Drogen, Polizei und Jugendamt
Die vor zwei Jahren geborene Lisa ist die Tochter ihres Bruders. Michaela Mey ist eine resolute, patente Frau, die einen zupackenden Eindruck macht und gerne lacht. Doch als das Gespräch auf Lisas leibliche Eltern kommt, wird sie sehr ernst. Sie beschreibt ihren Bruder als eine freundliche, aber labile Persönlichkeit. „Er ist schon mit sich selbst völlig überfordert, es ist absolut unmöglich, dass er ein Kind großzieht“, sagt sie entschieden.
Wenn sie von ihrem Bruder und dessen Partnerin spricht, dann spricht sie von Ärger mit Arbeitgebern und davon, wie das Paar seine Wohnung verlor. Sie berichtet von Drogen und massiven psychischen Problemen, von Polizeieinsätzen und Gerichtsverhandlungen. „Es war alles dramatisch“, sagt sie kopfschüttelnd.
Sie selbst informierte irgendwann das Jugendamt, weil die Eltern sich nicht angemessen um Lisa kümmerten. Vor sich auf dem Tisch hat sie eine dicke Mappe mit anwaltlichen Schreiben und Gerichtsdokumenten. In einer langen Auflistung hat sie im Zuge des juristischen Verfahrens selbst zusammengefasst, in welchem Zustand Lisa war, als sie noch bei ihrem Bruder lebte.
„Sie hat regelrecht gestunken“, heißt es darin. Die Windeln seien nur unregelmäßig gewechselt worden. Oft sei das Kind in seinem Zimmer unbeaufsichtigt allein gewesen, sich selbst überlassen, während sich die Eltern bis in die Morgenstunden mit Computerspielen beschäftigt hätten. Untergewichtig und schlecht ernährt sei das Mädchen gewesen. Auf ihrem Handy hat Michaela Mey mit Fotos dokumentiert, wie verdreckt und ungepflegt die Fußnägel des Kindes damals waren.
Ein traumatisiertes Kind
„Lisa hat vor Hunger die Wand angenagt“, sagt sie. Sie zieht ein weiteres Schriftstück aus dem Ordner. Der Beschluss des Amtsgerichts, das den leiblichen Eltern das Sorgerecht für Lisa entzog. Das Kind kam zu ihr, sie hat mittlerweile die Vormundschaft beantragt. „Lisa hat anfangs bis zum Erbrechen gegessen“, sagt sie. Selbst Steine, Blätter oder Kot habe sich das Mädchen in den Mund gesteckt. „Als ob sie Angst hätte, nichts zu bekommen“, sagt Michaela Mey.

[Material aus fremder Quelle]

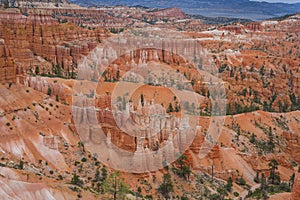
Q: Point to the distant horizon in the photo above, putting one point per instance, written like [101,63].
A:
[279,1]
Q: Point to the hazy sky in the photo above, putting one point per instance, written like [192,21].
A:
[285,1]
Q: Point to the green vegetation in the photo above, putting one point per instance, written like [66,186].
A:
[114,186]
[167,186]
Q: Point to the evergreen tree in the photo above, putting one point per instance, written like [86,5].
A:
[167,186]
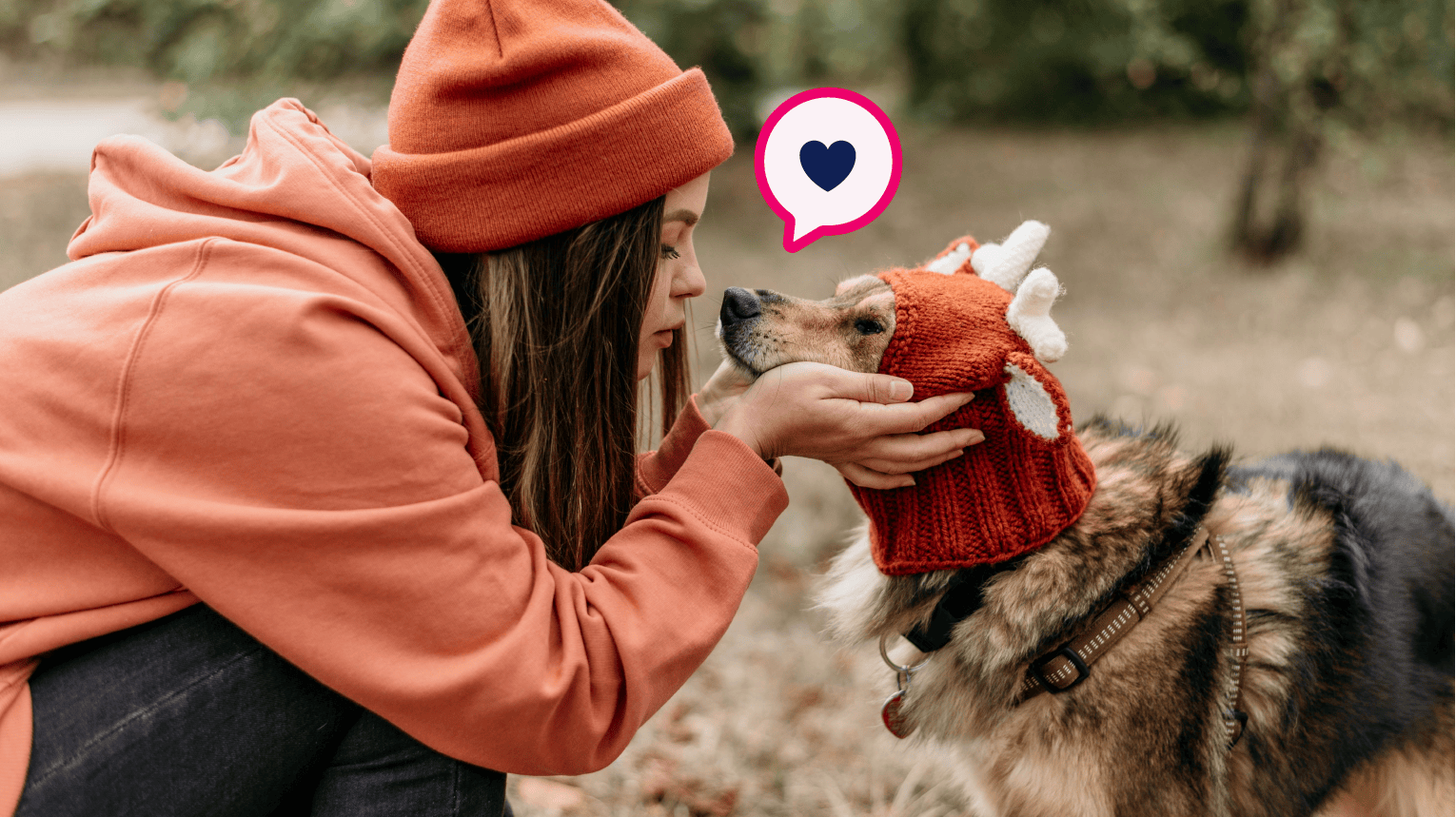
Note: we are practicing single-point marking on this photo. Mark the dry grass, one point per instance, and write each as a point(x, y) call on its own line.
point(1351, 344)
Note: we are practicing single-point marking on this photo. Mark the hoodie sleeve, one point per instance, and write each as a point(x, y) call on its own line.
point(283, 455)
point(656, 469)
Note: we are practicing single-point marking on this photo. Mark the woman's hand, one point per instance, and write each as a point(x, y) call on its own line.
point(857, 422)
point(722, 391)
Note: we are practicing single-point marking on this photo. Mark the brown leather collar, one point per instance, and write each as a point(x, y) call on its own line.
point(1069, 664)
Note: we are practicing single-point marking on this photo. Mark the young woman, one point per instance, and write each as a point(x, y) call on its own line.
point(318, 477)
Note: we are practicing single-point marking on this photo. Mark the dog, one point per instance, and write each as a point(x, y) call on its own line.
point(1344, 583)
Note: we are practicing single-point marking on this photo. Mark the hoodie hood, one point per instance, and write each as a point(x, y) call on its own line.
point(294, 188)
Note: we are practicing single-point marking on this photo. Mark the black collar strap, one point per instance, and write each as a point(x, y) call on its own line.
point(961, 599)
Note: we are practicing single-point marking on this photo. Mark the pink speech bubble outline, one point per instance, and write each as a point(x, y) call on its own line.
point(790, 245)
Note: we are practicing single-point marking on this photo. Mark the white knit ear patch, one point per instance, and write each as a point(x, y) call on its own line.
point(1032, 403)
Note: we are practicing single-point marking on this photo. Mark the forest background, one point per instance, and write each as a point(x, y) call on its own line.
point(1251, 207)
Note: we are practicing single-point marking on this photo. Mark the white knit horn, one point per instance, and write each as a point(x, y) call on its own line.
point(951, 261)
point(1030, 315)
point(1008, 263)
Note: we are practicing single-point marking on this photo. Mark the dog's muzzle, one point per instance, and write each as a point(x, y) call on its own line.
point(736, 320)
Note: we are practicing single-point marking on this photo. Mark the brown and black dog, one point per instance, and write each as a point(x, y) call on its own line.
point(1346, 575)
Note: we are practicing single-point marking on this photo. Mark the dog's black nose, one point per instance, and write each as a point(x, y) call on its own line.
point(738, 304)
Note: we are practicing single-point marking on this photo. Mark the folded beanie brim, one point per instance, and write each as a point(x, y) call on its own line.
point(539, 184)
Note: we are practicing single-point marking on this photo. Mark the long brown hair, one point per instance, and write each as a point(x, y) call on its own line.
point(555, 325)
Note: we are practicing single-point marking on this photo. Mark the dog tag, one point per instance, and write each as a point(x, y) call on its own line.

„Lisa kam traumatisiert, verwahrlost und unterernährt zu ihr“, bestätigt die Sozialarbeiterin, die Michaela Mey begleitet. Seit einem halben Jahr lebt das Mädchen jetzt bei seiner Tante. Noch immer leide die Kleine unter Essstörungen, unter Angst vor dem Alleinsein und unter Wutausbrüchen. „Sie weiß oft nicht, wohin mit sich“, sagt diese.
Ihre Liebe zu dem Kind hat all das nicht geschmälert. Im Gegenteil: „Lisa war von Anfang an mein Ein und Alles“, betont Michaela Mey. „Ich habe die Verantwortung für sie übernommen, sie soll nicht von einer Pflegefamilie zur anderen weitergereicht werden.“ Mittlerweile geht Lisa in eine Krippe. „Sie fühlt sich dort sehr wohl“, sagt ihre Tante. Man spürt, wie wichtig es ihr ist, ihrer Nichte ein behütetes Zuhause zu bieten. „Lisa ist bei uns angekommen“, sagt sie, „sie hängt an uns.“
Lebensmittel von der Tafel
Auf Fotos, die sie auf dem Handy hat, ist ein lächelndes Kind zu sehen. Ein aufgeweckter Wildfang. „Wir sind froh, dass sie schon so viel aufgeholt hat“, sagt sie. Michaela Mey hat dafür allerdings einen hohen Preis bezahlt. Sie selbst hat ihren Beruf auch wegen Lisa nicht mehr ausüben können. Jetzt, da das Kind in der Krippe angekommen ist, will sie eine Weiterbildung machen und möglichst bald wieder als Schulbegleiterin arbeiten.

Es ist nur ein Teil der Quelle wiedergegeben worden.